Mirroring large number of GitHub or Bitbucket repositories
Use case:
I want to create local clone of a large number of repositories from an organization in GitHub / Bitbucket.
Assumptions
- user has SSH key registered with the GH / BB - can clone using ssh protocol
- user has successfully cloned at least one repo from command line before (the /etc/hosts contains host entries for BB and GH)
- user has modern version of Python 3 installed (3.6 or better)
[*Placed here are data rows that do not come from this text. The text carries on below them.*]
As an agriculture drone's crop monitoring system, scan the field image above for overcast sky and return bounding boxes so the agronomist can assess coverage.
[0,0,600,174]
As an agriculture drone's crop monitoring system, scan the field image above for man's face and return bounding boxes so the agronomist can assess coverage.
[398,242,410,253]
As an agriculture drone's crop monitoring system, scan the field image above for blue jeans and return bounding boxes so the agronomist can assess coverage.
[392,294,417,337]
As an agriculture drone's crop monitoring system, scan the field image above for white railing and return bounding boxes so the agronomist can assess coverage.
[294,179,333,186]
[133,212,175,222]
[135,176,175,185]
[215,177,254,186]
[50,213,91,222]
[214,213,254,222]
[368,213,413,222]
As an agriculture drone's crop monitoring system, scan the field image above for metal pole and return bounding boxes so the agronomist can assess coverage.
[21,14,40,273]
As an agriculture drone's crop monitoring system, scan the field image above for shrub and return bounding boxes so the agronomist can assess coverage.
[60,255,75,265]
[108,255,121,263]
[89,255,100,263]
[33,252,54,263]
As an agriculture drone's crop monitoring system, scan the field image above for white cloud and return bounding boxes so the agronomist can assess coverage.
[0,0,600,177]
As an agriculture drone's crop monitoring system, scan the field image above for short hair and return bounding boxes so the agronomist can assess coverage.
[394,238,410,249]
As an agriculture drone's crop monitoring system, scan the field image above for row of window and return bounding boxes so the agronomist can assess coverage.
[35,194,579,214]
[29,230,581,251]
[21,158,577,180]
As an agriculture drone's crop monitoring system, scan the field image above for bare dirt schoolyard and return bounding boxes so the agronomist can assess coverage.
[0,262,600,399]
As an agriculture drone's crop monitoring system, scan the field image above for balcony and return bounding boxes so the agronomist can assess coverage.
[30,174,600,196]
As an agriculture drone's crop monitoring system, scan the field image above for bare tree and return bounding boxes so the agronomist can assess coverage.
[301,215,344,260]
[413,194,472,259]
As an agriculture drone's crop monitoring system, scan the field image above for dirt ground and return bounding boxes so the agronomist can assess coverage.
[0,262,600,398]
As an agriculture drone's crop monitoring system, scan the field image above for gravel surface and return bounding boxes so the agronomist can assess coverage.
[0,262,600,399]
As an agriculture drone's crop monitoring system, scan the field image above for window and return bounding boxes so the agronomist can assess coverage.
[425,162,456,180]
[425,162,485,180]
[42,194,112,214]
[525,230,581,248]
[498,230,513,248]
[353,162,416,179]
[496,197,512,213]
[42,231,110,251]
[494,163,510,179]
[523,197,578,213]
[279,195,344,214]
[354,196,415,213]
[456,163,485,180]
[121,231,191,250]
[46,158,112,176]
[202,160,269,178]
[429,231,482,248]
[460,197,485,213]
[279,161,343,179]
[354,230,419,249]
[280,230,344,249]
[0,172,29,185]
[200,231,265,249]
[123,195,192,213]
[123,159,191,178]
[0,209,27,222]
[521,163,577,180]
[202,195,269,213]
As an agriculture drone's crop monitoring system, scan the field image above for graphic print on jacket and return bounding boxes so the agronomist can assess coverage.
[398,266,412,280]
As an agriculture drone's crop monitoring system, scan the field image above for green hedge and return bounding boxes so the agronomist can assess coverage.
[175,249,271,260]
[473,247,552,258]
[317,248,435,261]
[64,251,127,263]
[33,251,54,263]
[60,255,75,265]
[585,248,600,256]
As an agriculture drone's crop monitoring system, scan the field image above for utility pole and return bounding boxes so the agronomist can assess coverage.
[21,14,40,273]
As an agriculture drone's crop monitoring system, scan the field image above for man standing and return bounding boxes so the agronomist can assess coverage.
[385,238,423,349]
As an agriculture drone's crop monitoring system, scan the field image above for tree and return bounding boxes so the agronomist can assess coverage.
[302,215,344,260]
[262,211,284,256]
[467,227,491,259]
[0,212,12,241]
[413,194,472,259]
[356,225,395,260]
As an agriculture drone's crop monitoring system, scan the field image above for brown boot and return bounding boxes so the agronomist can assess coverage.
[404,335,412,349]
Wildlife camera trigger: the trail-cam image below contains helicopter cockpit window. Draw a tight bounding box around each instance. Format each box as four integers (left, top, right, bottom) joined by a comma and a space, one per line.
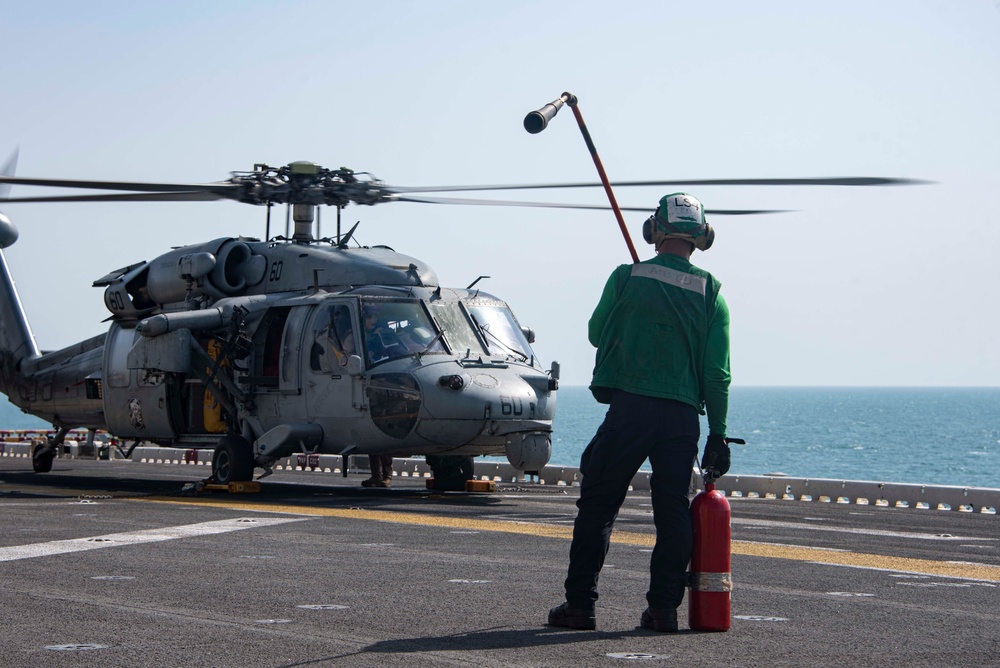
361, 301, 447, 365
469, 305, 534, 361
309, 304, 360, 373
427, 302, 486, 355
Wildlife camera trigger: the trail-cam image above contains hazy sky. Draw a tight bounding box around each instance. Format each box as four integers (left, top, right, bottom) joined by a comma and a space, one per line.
0, 0, 1000, 385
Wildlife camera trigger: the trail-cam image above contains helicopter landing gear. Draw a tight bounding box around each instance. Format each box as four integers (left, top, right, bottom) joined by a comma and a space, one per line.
212, 434, 254, 485
31, 427, 69, 473
31, 443, 56, 473
427, 455, 476, 492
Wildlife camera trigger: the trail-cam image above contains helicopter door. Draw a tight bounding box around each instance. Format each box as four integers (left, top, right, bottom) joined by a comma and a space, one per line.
302, 300, 362, 419
104, 323, 176, 439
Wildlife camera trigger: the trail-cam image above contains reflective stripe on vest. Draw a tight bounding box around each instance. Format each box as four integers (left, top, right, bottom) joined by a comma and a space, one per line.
632, 264, 708, 296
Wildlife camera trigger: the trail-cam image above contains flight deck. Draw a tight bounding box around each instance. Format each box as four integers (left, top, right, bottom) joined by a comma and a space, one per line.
0, 456, 1000, 668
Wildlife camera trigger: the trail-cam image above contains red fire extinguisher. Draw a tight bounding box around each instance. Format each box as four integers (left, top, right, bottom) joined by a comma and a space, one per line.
688, 438, 745, 631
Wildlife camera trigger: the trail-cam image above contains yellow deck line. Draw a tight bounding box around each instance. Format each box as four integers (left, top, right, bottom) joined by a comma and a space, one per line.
140, 498, 1000, 582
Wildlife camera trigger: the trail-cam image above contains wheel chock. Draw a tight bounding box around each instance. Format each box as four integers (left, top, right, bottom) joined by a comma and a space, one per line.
205, 481, 260, 494
465, 480, 497, 492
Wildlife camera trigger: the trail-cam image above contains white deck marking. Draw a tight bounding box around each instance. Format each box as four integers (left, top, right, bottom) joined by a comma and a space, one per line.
731, 517, 998, 549
0, 517, 308, 561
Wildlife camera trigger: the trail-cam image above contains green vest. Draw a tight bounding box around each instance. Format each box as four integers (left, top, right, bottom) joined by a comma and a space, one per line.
589, 254, 731, 436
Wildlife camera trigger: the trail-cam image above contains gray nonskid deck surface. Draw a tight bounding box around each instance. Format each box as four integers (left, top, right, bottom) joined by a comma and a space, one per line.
0, 459, 1000, 667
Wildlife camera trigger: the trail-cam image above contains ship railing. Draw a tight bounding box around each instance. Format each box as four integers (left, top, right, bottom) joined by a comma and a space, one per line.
0, 440, 1000, 515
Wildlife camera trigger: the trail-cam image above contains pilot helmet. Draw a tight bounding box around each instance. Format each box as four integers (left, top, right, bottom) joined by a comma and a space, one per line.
642, 193, 715, 250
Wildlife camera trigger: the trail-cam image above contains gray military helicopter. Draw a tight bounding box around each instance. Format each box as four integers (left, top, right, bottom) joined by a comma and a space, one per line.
0, 150, 920, 489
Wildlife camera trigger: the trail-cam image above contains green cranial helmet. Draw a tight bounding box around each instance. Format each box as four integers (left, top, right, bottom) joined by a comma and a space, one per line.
642, 193, 715, 250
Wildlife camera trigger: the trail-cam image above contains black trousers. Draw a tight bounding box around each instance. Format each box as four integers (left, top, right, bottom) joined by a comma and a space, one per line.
566, 390, 701, 609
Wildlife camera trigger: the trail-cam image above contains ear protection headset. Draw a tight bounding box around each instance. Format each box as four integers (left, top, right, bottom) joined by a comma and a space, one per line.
642, 211, 715, 250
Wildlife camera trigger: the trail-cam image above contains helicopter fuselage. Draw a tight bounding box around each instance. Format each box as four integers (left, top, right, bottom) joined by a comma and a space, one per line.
0, 232, 558, 478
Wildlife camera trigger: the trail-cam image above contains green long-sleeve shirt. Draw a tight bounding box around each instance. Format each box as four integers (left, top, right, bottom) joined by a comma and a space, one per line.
589, 254, 731, 436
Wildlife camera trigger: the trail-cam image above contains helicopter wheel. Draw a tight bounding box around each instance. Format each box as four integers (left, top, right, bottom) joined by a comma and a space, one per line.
427, 455, 476, 492
31, 443, 56, 473
212, 434, 254, 485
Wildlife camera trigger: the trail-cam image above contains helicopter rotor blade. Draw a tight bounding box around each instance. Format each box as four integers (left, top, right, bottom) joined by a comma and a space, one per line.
389, 195, 791, 216
0, 176, 240, 193
0, 190, 228, 204
0, 148, 20, 199
386, 176, 934, 193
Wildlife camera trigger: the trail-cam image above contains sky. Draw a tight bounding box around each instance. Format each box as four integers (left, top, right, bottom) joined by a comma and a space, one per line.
0, 0, 1000, 386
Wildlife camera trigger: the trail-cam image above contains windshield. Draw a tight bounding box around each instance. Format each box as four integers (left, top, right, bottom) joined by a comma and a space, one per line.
469, 306, 533, 361
361, 300, 447, 366
427, 302, 486, 355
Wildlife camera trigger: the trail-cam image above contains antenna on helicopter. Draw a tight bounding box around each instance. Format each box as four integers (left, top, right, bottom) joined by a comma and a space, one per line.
337, 220, 361, 248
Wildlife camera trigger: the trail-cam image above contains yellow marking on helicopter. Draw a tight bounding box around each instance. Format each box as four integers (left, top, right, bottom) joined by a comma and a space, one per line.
140, 498, 1000, 582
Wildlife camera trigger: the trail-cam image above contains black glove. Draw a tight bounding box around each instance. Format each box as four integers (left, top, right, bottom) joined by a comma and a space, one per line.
701, 434, 730, 478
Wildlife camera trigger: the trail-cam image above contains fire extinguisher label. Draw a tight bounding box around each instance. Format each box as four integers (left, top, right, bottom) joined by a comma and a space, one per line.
688, 573, 733, 591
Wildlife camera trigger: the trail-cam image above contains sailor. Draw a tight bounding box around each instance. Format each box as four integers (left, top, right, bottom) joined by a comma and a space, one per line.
548, 193, 730, 632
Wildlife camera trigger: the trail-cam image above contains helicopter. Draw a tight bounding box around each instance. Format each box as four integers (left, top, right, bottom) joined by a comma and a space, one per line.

- user has local installation of a reasonably modern Git
Steps
First I use the ./bb-repo-links.sh
and ./gh-repo-links.sh
to generate list of repositories.
See these blog articles: How to list repositories in Bitbucket and How to list repositories in github
These are text files and have the structure like this:
EXFO|git@bitbucket.org:thinkwrap/exfo-tw-docker-jenkins.git
FARO|git@bitbucket.org:thinkwrap/faro-infrastructure.git
H3|git@bitbucket.org:thinkwrap/headless-api-gateway.git
H3|git@bitbucket.org:thinkwrap/headless-cart-service.git
H3|git@bitbucket.org:thinkwrap/headless-catalog-service.git
H3|git@bitbucket.org:thinkwrap/headless-connector-atg.git
H3|git@bitbucket.org:thinkwrap/headless-connector-contentful.git
The first field is the project prefix, and the second is the SSH url for cloning the repository. They are separated by the | character.
Cloning is trivial:
python3 ./process_repos.py NAME-OF-THE-CONTROL-FILE ....
e.g.
python3 ./process_repos.py pivotree_h3.bb-repo2 pvtrlabs.gh-repo
The Python script uses ../MIRROR
as the starting point for the mirrored tree.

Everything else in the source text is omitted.